This whole incident was harmful to patient trust, it was harmful to the hospital, and it was harmful to Google. All because, it appears, there was a desire to go faster than waiting a few weeks for regulatory and data approvals, and so used a bizarre cut’n’shut agreement.
The controversy has never been about whether the app would help clinicians with their patients. It has been entirely about what happened for people who were not patients of those clinicians. Some of questions from over a week ago remain unanswered. “Collect it all” might have applied to version 1 of the app, but they now have first hand experience of how it makes things harder not easier.

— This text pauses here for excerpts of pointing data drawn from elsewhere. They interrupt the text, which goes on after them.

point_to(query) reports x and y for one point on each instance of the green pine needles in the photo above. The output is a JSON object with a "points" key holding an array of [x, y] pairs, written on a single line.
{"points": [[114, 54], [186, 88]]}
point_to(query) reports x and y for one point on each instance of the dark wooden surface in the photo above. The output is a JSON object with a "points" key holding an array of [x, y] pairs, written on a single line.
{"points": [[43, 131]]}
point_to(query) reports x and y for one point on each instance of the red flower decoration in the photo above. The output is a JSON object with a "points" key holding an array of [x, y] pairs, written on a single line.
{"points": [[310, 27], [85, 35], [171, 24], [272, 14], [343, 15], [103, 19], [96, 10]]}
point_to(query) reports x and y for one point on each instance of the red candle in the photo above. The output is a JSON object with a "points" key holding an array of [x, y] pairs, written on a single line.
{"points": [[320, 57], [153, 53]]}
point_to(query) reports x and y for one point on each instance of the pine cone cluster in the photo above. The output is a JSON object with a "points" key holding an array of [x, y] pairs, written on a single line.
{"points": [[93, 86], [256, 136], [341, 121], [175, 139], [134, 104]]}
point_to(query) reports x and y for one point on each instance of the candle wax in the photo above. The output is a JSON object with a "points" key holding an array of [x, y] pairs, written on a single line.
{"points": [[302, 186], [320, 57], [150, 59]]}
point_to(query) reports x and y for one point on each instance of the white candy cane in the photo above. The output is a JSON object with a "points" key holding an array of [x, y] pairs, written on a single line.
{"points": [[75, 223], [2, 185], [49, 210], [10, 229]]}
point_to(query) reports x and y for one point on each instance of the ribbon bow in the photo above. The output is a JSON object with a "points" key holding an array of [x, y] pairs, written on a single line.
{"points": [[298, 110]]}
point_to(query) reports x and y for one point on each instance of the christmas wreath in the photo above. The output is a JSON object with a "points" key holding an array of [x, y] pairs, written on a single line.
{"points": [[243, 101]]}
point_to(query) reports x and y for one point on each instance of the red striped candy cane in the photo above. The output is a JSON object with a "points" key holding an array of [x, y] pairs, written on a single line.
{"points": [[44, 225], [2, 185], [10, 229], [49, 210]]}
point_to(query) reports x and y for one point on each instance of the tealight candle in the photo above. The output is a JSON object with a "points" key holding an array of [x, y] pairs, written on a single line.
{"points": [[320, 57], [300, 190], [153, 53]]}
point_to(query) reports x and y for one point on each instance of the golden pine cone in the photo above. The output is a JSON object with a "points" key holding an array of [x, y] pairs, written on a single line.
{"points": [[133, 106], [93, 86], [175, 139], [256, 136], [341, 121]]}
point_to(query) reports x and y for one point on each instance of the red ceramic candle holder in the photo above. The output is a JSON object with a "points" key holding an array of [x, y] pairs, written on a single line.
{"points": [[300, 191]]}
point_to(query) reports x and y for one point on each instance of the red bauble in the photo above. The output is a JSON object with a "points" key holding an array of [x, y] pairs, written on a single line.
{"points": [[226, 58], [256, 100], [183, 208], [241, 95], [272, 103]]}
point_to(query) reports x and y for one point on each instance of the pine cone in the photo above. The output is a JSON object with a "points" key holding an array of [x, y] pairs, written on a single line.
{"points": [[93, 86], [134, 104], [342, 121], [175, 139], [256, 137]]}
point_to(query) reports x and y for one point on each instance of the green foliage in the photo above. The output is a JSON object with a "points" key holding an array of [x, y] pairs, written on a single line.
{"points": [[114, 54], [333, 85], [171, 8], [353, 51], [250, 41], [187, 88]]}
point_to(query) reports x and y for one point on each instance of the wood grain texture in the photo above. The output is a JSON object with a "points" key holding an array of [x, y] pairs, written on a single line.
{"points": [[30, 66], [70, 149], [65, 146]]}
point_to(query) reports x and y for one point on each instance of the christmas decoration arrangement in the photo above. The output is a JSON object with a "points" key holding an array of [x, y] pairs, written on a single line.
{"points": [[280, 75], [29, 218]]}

Tech teams often like naming their work. Perhaps the next version will be “Streams 2: This time we read the regulations”…
Google Deepmind could have followed the rules about applications for direct care, and the usage of data for “development work” (ie, “secondary uses”). They just didn’t, for some reason that we will ask their independent reviewers to get to the bottom of.
The app deserves to come back safely, if the humans running the project can follow the rules to get the data and processes that they wish to bring to the NHS. Nothing in our understanding of what they were doing, and the existing rules, should have prevented from doing this “pilot” (apparently), entirely legally, with conventional legal agreements. They simply didn’t do so.
If Google Deepmind choose to walk away from the project, it won’t be because they wanted to help the NHS; it’ll be because they wanted to help only on their terms. For the hospital, and the NHS more widely, it is yet another reminder that some offers of help may come with too high a price.